GIS data is more complex. A shapefile (external link), for instance, is a digital vector storage format for storing geometric location such as points, lines and polygons." When you crack open a shapefile with something other than its rendering software you can see that it contains a series of folders, each containing different types of information.
Applying the earlier hospital/earthquake example to a shapefile, one folder might contain information on how old the hospital is, what materials it was made with, if it was ever retrofitted, how many doctors work there and so on. All of that information is held in a database inside one of the files. Another file could tell you about the geographic extent of that file, such as what the latitude and longitude corners and cutoff points are.
A shapefile could have seven or eight different files traveling along with it and a number of those files must be there in order for it to render correctly. The files may or may not work independently but they must all travel together.
Another type of geospatial data, Landsat (external link) imagery, comes in bands, each consisting of different types of information. Landsat bands work independently or you can combine them for different types of information. For example, you can view land-cover imagery bands or combine some bands into false-color images (external link).
NGDA created geospatial format information to help others preserve geospatial data. Sweetkind-Singer said, "When you look at a shapefile, you should expect to find certain types of information and a series of folders, and within each folder expect to find certain kinds of files." Data from a Landsat satellite can come down in a format such as GeoTIFF. This format information is being given to the Library of Congress to be added to their Sustainability of Digital Formats website, which currently has no geospatial information defined. It will also be donated, when appropriate, to the Unified Digital Format Registry (external link).
NGDA also explored ways to provide access to their archives.

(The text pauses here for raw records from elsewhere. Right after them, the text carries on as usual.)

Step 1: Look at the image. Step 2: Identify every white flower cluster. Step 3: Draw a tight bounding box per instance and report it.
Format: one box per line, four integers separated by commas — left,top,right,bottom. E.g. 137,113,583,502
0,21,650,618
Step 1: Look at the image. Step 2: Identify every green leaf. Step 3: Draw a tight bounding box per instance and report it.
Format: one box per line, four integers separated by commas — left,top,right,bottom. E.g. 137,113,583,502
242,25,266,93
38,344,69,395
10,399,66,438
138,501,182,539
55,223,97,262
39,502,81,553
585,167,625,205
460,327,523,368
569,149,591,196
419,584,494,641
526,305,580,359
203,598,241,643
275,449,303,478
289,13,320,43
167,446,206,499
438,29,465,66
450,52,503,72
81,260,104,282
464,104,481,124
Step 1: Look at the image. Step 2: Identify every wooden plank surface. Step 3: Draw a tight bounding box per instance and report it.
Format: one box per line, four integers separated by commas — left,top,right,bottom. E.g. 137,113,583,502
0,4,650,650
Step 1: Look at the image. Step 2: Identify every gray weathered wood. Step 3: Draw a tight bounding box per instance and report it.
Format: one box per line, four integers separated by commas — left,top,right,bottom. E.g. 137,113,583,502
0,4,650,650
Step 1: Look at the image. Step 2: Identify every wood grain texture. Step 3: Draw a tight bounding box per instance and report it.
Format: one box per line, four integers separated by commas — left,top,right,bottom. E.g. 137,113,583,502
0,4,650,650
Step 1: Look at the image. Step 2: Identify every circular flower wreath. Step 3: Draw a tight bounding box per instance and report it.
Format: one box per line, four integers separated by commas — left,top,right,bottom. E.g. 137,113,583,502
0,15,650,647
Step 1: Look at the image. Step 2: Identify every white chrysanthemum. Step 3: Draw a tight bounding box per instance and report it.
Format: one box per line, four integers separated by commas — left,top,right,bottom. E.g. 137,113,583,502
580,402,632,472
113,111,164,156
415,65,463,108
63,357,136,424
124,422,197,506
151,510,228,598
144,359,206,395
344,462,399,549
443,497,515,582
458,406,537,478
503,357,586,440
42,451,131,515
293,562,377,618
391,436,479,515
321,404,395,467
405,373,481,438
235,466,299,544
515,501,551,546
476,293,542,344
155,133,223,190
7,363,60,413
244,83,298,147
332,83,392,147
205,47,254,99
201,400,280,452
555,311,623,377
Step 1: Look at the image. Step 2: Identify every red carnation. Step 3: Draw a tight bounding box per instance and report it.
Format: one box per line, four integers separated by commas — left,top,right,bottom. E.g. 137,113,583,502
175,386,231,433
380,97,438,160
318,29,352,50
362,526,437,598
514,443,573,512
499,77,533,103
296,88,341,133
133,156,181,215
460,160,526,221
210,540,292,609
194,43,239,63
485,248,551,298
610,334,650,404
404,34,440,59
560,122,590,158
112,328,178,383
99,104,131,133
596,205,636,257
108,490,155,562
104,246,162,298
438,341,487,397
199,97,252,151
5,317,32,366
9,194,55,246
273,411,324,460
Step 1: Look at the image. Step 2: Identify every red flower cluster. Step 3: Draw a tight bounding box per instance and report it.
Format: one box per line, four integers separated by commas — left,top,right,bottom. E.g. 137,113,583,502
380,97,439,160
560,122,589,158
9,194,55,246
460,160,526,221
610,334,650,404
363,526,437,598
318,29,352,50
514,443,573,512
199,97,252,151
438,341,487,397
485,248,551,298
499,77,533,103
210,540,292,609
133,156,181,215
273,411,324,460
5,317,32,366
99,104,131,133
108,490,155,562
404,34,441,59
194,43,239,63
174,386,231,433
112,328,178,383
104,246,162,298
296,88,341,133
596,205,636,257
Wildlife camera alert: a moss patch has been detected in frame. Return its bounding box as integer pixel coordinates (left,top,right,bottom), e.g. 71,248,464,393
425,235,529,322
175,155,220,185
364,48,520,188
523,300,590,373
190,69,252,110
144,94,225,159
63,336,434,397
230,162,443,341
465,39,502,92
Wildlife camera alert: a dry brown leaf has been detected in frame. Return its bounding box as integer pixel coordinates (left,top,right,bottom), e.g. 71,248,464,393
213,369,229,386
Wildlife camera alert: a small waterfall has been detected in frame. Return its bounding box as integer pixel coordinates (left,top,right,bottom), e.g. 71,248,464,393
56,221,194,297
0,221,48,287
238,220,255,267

Sweetkind-Singer admits that it is complicated, given the different file formats and differences in repositories. Still, she prefers diversity among the repositories to help reduce the risk of failure. "You want to have repositories around the U.S. that are built in different ways and that are not all the same," Sweetkind-Singer said. "The more you implement exactly the same technology the more potential points of failure you have."

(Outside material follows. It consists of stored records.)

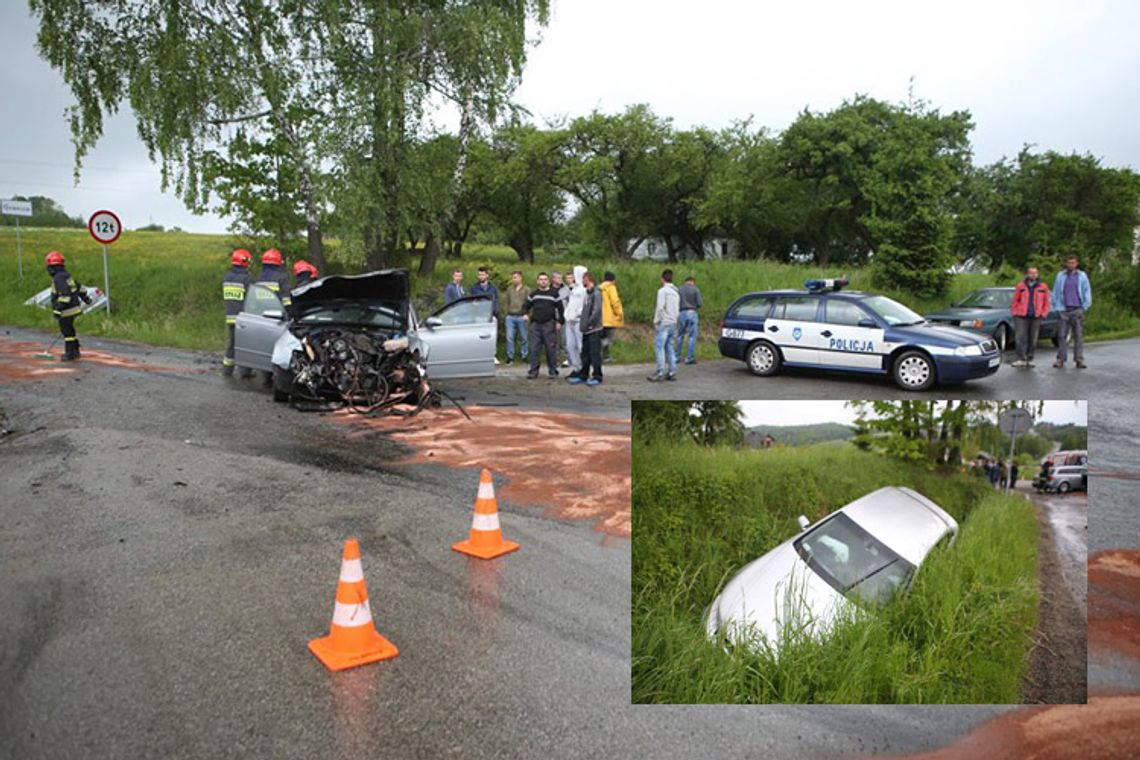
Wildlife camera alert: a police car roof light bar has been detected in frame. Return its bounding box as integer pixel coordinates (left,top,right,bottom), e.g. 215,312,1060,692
804,277,850,292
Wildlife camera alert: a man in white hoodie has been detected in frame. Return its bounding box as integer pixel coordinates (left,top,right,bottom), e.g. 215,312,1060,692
649,269,681,383
562,267,586,373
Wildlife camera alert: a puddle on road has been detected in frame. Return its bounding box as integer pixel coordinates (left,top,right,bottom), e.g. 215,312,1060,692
329,407,630,538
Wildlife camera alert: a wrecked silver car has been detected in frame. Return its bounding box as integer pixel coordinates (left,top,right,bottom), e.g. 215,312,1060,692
234,269,497,414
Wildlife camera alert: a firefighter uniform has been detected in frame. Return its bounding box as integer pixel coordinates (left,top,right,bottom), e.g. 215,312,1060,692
48,254,91,361
221,259,250,375
258,263,293,307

This means that they must develop tools that can search across different archives, platforms and data types. She understands that it will take time to develop those tools. She said, "We're far away from that now but I think it's where people are moving."

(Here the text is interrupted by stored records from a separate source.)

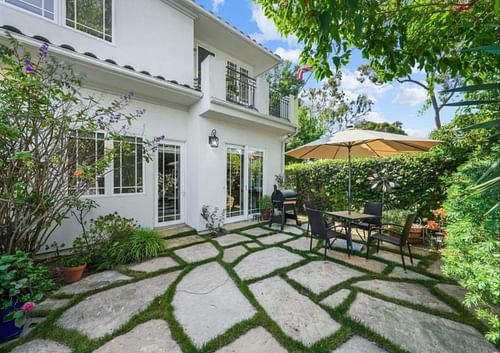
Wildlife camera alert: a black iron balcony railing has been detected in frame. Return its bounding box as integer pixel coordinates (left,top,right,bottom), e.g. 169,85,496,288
226,66,257,109
269,89,290,120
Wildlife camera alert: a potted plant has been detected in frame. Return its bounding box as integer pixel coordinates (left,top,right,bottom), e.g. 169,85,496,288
259,195,273,221
0,251,55,342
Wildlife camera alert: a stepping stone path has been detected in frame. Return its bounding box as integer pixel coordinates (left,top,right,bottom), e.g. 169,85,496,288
10,339,71,353
354,279,454,312
250,277,340,346
234,248,304,280
287,261,364,294
56,271,132,294
222,245,248,263
259,233,293,245
214,234,252,246
175,243,219,263
348,293,496,353
373,250,420,266
172,262,256,348
33,298,70,313
127,256,179,273
165,235,205,249
216,327,287,353
321,250,387,273
332,336,388,353
242,227,272,237
94,320,182,353
57,271,179,338
320,289,351,309
283,237,318,251
389,266,435,281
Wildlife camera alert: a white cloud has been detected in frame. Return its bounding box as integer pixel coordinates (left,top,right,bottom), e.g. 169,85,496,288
274,47,302,64
392,86,427,107
403,127,429,139
212,0,224,13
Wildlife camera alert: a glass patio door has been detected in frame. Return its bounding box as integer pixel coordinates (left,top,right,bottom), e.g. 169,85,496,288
157,144,184,225
226,146,264,221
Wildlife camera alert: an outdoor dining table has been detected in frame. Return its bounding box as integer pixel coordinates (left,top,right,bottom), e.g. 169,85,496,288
325,211,377,257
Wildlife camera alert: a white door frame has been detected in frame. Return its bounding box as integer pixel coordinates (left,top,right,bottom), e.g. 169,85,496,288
153,140,187,227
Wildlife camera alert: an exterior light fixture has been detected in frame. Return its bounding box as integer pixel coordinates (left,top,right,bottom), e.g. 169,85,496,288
208,129,219,148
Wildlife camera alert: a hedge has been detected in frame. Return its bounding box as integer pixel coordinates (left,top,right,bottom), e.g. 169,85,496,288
285,150,459,217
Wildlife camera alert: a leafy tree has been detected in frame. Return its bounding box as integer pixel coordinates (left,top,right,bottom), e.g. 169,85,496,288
355,120,406,135
303,71,373,134
257,0,500,82
0,37,160,253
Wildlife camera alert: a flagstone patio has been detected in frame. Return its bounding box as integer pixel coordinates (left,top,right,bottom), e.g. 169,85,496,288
0,224,498,353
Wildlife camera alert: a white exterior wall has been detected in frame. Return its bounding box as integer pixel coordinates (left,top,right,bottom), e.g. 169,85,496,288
0,0,194,85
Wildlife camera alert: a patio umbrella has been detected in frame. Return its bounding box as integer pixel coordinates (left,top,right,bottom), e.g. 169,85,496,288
286,128,441,212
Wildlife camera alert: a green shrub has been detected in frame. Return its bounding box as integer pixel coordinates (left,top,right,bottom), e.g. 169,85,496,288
443,153,500,342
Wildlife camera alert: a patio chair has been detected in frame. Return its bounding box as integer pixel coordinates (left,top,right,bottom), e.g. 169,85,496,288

Sweetkind-Singer makes a case for not sealing data off in dark archives. She said, "If we want our material to remain relevant and used, we need to make it available. Few people are willing to pay for putting something in a black box and preserving it. What they are interested in is access. What I want to help make happen is for the Stanford student 100 years from now to access the digital materials that I'm collecting as easily as they can walk to the library stacks and pull a book off the shelf today."
She sees geospatial librarianship as a flourishing field. Given the wide acceptance of geospatial-enabled technology, she thinks that consumers and researchers will increase their spatial awareness and expectations, and geospatial librarians should be prepared to help. Sweetkind-Singer said, "Map and geospatial librarians should be able to help people with software and data, help people create maps and analyze spatial data and consider to what uses people might want to put these resources."
There are important long-term considerations as well. "Preservation and long-term access to information is really about threat mitigation," she said, "What you're trying to do is lower the amount of threat to the loss of information in as many ways as you possibly can."
Sweetkind-Singer sees an immediate need for expanding geospatial data stewardship. She said, "It isn't that we're going into the digital world. That's simply where we are."